Google’s latest AI, AlphaZero, just defeated the world’s champion chess program Stockfish — after only four hours of learning, by itself, without any human input beyond the game’s rules.

Image via Pixabay.

Mastering chess can take us a lifetime, but with a big enough brain, it will hardly keep you occupied for one afternoon. At least, that’s the case with Google‘s newest AI installment AlphaZero. The program showcased a “superhuman performance” with the game, beating the world’s champion program Stockfish after only four hours’ practice.

To be blunt, this AI managed to surpass the highest peaks of human achievement in chess in half your shift.

Castle and rule

AlphaZero was instructed only on the ruleset of chess and nothing more. Starting without any strategy to use as a crutch, the AI needed only four hours to master the game to such an extent that it destroyed Stockfish — the highest-rated chess-playing program today.

The firm’s DeepMind division says that it played 100 games against Stockfish 8. Each program was given one minute’s worth of thinking time per move. AlphaZero won 25 games in which it played with white (gaining the first-move advantage) and a further three in which it played black. The two programs drew the remaining 72 games.

Stockfish 8 had previously won 2016’s Top Chess Engine Championship. The software was first released in 2008 and has been improved on by volunteers in the years since.

“We now know who our new overlord is,” quipped chess researcher David Kramaley, CEO of chess science website Chessable. “It will no doubt revolutionise the game, but think about how this could be applied outside chess. This algorithm could run cities, continents, universes.”

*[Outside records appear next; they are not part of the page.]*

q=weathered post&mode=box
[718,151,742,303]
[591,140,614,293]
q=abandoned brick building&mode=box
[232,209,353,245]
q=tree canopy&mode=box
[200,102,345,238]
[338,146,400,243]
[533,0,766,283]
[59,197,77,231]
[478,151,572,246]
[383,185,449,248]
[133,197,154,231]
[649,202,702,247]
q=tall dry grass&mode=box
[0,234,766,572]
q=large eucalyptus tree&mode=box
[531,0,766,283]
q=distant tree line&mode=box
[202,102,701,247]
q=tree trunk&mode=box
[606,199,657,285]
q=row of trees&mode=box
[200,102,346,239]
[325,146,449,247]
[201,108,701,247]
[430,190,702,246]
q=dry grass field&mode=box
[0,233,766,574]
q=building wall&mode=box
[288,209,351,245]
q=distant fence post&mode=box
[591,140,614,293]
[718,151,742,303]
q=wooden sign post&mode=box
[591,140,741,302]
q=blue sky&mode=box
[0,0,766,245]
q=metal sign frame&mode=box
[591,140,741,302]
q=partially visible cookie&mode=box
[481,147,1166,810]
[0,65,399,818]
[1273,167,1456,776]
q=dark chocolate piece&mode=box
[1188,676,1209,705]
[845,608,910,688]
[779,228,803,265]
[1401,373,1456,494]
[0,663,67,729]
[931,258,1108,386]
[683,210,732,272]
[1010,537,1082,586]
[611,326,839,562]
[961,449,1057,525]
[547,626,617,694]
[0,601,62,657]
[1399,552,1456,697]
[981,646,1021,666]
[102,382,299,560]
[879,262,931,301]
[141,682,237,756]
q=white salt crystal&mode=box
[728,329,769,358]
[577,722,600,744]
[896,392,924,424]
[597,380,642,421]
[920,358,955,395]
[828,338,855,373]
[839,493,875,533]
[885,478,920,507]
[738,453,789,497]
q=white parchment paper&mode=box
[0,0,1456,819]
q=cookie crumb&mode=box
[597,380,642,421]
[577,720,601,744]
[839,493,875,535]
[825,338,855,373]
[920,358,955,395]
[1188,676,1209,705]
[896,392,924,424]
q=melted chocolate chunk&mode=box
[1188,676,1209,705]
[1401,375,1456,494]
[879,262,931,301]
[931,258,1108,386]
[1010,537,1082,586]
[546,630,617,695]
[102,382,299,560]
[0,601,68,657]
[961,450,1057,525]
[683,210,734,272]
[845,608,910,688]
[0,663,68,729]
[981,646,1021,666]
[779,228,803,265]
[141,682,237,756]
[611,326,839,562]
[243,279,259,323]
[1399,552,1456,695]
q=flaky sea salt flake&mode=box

AlphaZero was developed at Google’s DeepMind labs and is a more generic version of AlphaGo Zero, the AI that ousted the human champion of Go, a Chinese board game considered to be the most difficult strategy game in the world. The Go victory was, so far, considered the bleeding edge of its ability, but DeepMind has kept working on and refining this AI, culminating in a startling success in October: a new, fully autonomous version of the AI, which only learned by playing against itself, never humans, bested all its previous incarnations.

By contrast, AlphaGo Zero’s predecessors learned how to play the game, in part, by watching moves made by human players. This was believed to help the fledgling software improve its game. However, in a slight blow to the human ego, it might have actually hindered the AI, considering that AlphaGo Zero’s fully self-reliant learning was so much more effective in a one-on-one competition.

“What we’re seeing here is a model free from human bias and presuppositions. It can learn whatever it determines is optimal, which may indeed be more nuanced that our own conceptions of the same,” MIT computer scientist Nick Hynes told Gizmodo following the October victory.

“It’s like an alien civilisation inventing its own mathematics.”

But it took AlphaZero less than two months to best even that achievement. In their new paper, the team showcases how the very latest AlphaZero AI takes this self-playing method — called reinforcement learning — and mixes it with a much more generally-applicable frame of thought. All in all, this allows the AI to understand and solve a broader range of problems. It doesn’t play just chess, but also Shogi (Japanese chess) as well as Go — and it took only two and eight hours respectively to master these games.

For now, Google’s scientists aren’t publicly commenting on the research, and the paper is still awaiting peer-review. But for now, one thing is certain: AlphaZero made a lot of waves in the chess community.

“I always wondered how it would be if a superior species landed on Earth and showed us how they played chess,” grandmaster Peter Nielsen told BBC.

“Now I know.”

Who knows, maybe AlphaZero will be the computer to finally crack chess forever.

The paper “Mastering Chess and Shogi by Self-Play with a General Reinforcement Learning Algorithm” has been published on Cornell University’s site arXiv.